Finally, I’ve got around to writing a long-overdue blog, promised sometime back in May. Having been on sea anchor for the last four days, not much has happened except for me getting progressively sweatier and more fed up and ready to row, so I thought now would be a good time to make good on that promise.
Why did I name my boat Darien? It’s been on my mind throughout the journey, and although my thoughts are probably a little convoluted I’d like to share them.

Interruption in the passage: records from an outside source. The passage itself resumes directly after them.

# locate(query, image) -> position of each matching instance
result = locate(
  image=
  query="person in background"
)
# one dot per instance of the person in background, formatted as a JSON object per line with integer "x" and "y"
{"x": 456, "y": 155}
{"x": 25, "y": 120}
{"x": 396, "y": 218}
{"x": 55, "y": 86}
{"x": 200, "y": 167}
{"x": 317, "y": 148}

I came across the name Darien when I was a child, on first reading what soon became one of my favourite books: ‘Swallows and Amazons’. If you don’t know it, I urge you to get hold of a copy and read it today. For those who haven’t read it yet, the first chapter is mainly set on a promontory that the children have named Darien. It reaches out across a big lake, and from there they can look on the island that they are hoping to go and camp on and the lake they want to sail and explore. This is still one of my very favourite books, partly due to nostalgia, but also because it is just brilliant. In ‘Swallows and Amazons’, for me, the peak in Darien always meant hope and and possibility of future excitement. It is the beginning of all the adventures, the place where plans are made and places are first glimpsed.
Once I was older I read the poem that the children have taken the name Darien from: Keats’ ‘On First Looking Into Chapman’s Homer’, which ends:
“…Then felt I like some watcher of the skies
When a new planet swims into his ken;
Or like stout Cortez when, with eagle eyes,
He stared at the Pacific – and all his men
Looked at each other with a wild surmise –
Silent, upon a peak in Darien.”
(Apologies for errors – I’m writing from memory so the punctuation might be dodgy.)
This is a poem about new experiences, about seeing things for the first time and in a new way. Every time I say those final lines to myself I feel a shiver of excitement.
I’m seeing things out here that no one in the world has ever seen before and nor ever will – sunsets, fish, waves, clouds – they change and change again and continually re-form. It is a strange feeling to be looking at, say, a fantastic sunset, and know that no one else in the world can see it as I’m seeing it. By the time it reaches other people it will have changed into something different. This journey was also about learning to see parts of myself and my own life in a new and different way – so much time alone has offered me a lot of time to think.
Darien is of the Pacific, and for me is a place from which grow adventures and from where new things are seen. My little Darien has definitely not disappointed.